Diera-Zehren. Alle Jahre wieder bricht es aus, das „Herbstfieber“. Gemeint ist, dass an allen möglichen Strecken noch schnell Straßen gebaut werden. Denn das Geld muss noch bis Jahresende und vor dem Wintereinbruch verbaut werden. Sonst ist die Kohle weg. Mit aller Macht wird nun nachgeholt, was das ganze Jahr über nicht geschafft wurde.

Sperrung ohne Vorwarnung. In Nieschütz stehen Autofahrer plötzlich vorm Sperrschild.
Sperrung ohne Vorwarnung. In Nieschütz stehen Autofahrer plötzlich vorm Sperrschild. © Jürgen Müller
Ort der Begegnung: Die Busse treffen sich an der einzigen Ausweichmöglichkeit.
Ort der Begegnung: Die Busse treffen sich an der einzigen Ausweichmöglichkeit. © Jürgen Müller
In Golk ist Schluss. Eine Umleitung nach Nieschütz ist ausgeschildert - in die Gegenrichtung.
In Golk ist Schluss. Eine Umleitung nach Nieschütz ist ausgeschildert - in die Gegenrichtung. © Jürgen Müller
Bis September sollte die Kreisstraße fertig sein, verkündet die Bautafel. Grau ist alle Theorie.
Bis September sollte die Kreisstraße fertig sein, verkündet die Bautafel. Grau ist alle Theorie. © Jürgen Müller

Betroffen ist in diesem Jahr besonders der Ort Nieschütz. Weil das Landesamt für Straßenbau und Verkehr auf der S 88 zwischen Meißen und Nieschütz baut, gleichzeitig auf der Ausweichroute aber der Landkreis Meißen, ist der Ort nur schwer oder gar nicht zu erreichen, klagen Anwohner.

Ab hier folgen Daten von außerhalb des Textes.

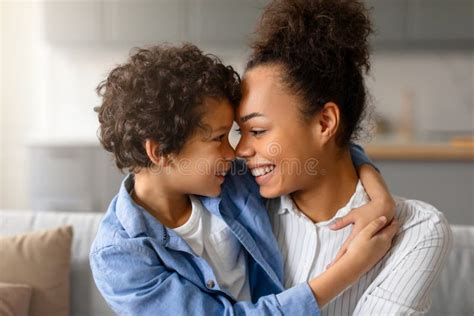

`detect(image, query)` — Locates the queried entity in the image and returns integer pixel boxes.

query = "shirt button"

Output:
[206,280,216,289]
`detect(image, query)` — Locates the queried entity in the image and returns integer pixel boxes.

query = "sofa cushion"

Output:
[0,210,115,316]
[0,283,32,316]
[0,226,72,316]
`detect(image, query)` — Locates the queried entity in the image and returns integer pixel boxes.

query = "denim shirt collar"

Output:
[116,174,222,249]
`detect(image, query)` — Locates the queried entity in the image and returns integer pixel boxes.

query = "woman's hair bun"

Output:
[249,0,372,73]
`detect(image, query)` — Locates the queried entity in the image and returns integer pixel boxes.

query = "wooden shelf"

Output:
[364,143,474,161]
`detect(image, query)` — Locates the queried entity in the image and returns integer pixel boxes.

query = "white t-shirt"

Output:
[174,196,251,301]
[267,181,452,316]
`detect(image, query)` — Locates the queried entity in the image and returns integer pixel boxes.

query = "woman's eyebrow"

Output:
[240,112,265,123]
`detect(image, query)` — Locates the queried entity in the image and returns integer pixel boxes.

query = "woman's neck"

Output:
[132,170,192,228]
[291,150,359,223]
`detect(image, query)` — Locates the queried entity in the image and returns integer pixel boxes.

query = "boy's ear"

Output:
[145,139,163,165]
[313,102,341,144]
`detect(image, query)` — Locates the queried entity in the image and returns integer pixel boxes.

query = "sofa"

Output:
[0,210,474,316]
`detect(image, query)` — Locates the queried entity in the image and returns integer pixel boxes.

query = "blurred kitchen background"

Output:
[0,0,474,225]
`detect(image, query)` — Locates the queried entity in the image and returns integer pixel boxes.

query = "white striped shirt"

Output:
[267,181,452,315]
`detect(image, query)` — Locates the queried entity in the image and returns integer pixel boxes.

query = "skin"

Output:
[132,98,235,228]
[236,64,398,306]
[132,79,396,306]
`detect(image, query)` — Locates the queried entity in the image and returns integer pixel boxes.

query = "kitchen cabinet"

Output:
[188,0,268,48]
[407,0,474,42]
[44,0,269,49]
[365,0,474,50]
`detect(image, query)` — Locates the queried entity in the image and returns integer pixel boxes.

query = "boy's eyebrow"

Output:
[212,125,231,133]
[240,112,265,123]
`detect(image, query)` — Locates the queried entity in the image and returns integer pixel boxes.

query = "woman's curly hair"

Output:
[246,0,373,146]
[94,44,240,171]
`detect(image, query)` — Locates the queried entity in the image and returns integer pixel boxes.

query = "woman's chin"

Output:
[260,186,282,199]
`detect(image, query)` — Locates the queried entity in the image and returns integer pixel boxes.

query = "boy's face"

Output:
[170,98,235,196]
[236,65,322,198]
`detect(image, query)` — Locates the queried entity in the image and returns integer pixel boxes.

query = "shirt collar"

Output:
[276,180,370,225]
[116,174,166,241]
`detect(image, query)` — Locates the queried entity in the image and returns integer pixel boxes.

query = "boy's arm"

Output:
[90,246,319,315]
[90,217,396,316]
[331,143,396,263]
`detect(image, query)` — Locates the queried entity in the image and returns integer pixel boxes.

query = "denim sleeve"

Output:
[350,142,380,172]
[90,246,319,316]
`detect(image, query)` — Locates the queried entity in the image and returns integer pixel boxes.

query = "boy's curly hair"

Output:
[246,0,373,146]
[94,44,240,171]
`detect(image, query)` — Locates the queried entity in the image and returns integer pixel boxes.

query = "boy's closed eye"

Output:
[212,134,227,142]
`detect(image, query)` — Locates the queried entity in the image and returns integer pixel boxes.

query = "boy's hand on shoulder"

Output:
[333,216,399,277]
[328,196,396,267]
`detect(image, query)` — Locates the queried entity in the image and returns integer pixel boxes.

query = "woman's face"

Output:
[236,65,321,198]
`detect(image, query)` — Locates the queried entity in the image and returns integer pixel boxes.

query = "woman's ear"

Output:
[145,139,163,166]
[313,102,341,144]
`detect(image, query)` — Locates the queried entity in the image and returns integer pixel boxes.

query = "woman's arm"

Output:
[308,217,398,308]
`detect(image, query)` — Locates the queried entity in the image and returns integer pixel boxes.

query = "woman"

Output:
[236,0,451,315]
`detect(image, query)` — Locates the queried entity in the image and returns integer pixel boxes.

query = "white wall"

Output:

Wir wollen das testen, machen einen Selbstversuch: Start in Meißen auf der Elbtalstraße. An der „Knorre“ die erste Ampel. Hier wird gerade der Felsen saniert, der auf die Straße zu stürzen drohte. Weiter geht es in Richtung Kleinzadel. Am Klärwerk Zadel ein großes Bauschild. „Wir bauen für Sie“, heißt es da vollmundig. Na klar, für wen denn sonst? Die Bautafel hat auch eine erfreuliche Nachricht. Bis September 2016 werde die Kreisstraße gebaut. Was haben wir jetzt? Ach ja, Oktober. Wie schön, da ist der Bau ja beendet. Denkste! In Kleinzadel das Sperrschild. Nichts ist fertig. Im Landratsamt gibt es dafür eine Erklärung. „Die unvorhersehbare und zwingend erforderliche Vollsperrung der Kreisstraße im Bereich Knorrefelsen führte zu einer außerplanmäßigen Bauunterbrechung bei der Hochwasserschadensbeseitigung auf der Straße zwischen Nieschütz und Meißen“, heißt es aus der Pressestelle. Die bauvertraglich geregelte Bauzeit für die Hochwassermaßnahme verlängerte sich entsprechend.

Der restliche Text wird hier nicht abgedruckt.